Last week, I received a phone call, an email, and a personal visit in the store from three different individuals who were each reporting the occurrence of a Rufous hummingbird in their yard. Wow, that seems really early! But, then again, they have a long way to go!
I suppose in some ways it is not surprising that male Rufous hummingbirds are showing up already. Male Anna’s hummingbirds – our most common hummingbird species in the Prescott area – start showing up in January and February. The difference between the two species is that Anna’s will stay here while Rufous hummingbirds are just passing through Prescott on their way to points thousands of miles to the north of us.

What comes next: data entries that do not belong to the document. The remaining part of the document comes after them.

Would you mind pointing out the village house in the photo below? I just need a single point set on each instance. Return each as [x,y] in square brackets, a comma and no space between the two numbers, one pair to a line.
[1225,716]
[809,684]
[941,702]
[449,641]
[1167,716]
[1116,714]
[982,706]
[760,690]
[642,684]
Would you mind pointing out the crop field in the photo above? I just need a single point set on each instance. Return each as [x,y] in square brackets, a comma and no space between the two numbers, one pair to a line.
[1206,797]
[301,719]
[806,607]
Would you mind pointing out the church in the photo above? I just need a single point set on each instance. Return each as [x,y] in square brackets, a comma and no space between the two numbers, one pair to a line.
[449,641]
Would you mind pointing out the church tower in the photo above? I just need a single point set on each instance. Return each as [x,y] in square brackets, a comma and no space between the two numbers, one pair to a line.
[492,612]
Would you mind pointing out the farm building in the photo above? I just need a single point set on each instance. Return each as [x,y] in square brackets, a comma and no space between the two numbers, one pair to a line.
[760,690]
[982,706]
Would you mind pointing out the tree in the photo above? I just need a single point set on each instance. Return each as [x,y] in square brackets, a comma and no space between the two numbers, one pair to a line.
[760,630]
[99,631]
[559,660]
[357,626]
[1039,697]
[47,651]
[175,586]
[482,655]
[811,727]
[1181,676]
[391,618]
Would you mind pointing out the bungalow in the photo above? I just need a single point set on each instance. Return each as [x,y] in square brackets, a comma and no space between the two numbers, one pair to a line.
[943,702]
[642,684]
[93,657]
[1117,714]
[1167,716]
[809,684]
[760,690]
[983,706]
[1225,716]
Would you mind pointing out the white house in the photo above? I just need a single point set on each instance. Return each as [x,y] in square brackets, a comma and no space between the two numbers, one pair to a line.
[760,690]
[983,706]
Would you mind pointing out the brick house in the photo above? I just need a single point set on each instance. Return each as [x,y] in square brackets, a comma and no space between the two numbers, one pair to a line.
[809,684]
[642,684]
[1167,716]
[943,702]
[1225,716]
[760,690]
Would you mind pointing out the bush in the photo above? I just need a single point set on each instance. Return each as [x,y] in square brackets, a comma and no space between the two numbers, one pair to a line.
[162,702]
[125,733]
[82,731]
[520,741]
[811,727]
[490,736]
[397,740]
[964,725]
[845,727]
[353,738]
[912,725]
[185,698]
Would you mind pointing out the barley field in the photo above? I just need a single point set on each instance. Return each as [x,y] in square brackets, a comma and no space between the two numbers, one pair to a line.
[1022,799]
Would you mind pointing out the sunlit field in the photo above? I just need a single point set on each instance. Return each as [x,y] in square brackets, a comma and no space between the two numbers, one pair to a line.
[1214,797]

We all know how aggressive and territorial hummingbirds are. There is a competitive advantage for hummingbirds to come back early. If they are the first to arrive at a home with a hummingbird feeder, they lay claim to the feeder and the surrounding habitat. When other hummingbirds come back weeks later, they are harassed, chased and prevented from frequenting the feeder.
This is the reason many homeowners put up multiple hummingbird feeders. During the peak season, I have eight hummingbird feeders out in my yard. They still fight, but at least more hummingbirds are able to drink.
Rufous hummingbirds are not a breeding species in our area – they are considered a transient species. They neither winter nor summer here; they just pass through our area on their way north in the spring and on their way south in the fall.
The month of August is the peak season for migrating hummingbirds. It is during August that you can experience a feeding frenzy at your feeders with Anna’s, black-chinned, Rufous, broad-tailed, and occasionally calliope hummingbirds all “tanking up” in preparation for migration. By mid-September, most of the hummingbirds are gone with the exception of lingering Anna’s.
While it may seem early, I would encourage you to get at least one hummingbird feeder out right away. It wouldn’t surprise me if your feeder is discovered in just a day or two. Gradually, as more and more hummingbirds start showing up, you can put out more and more feeders. Don’t be surprised if a woodpecker tries to take advantage of your hummingbird feeder – they also love the sugar water solution.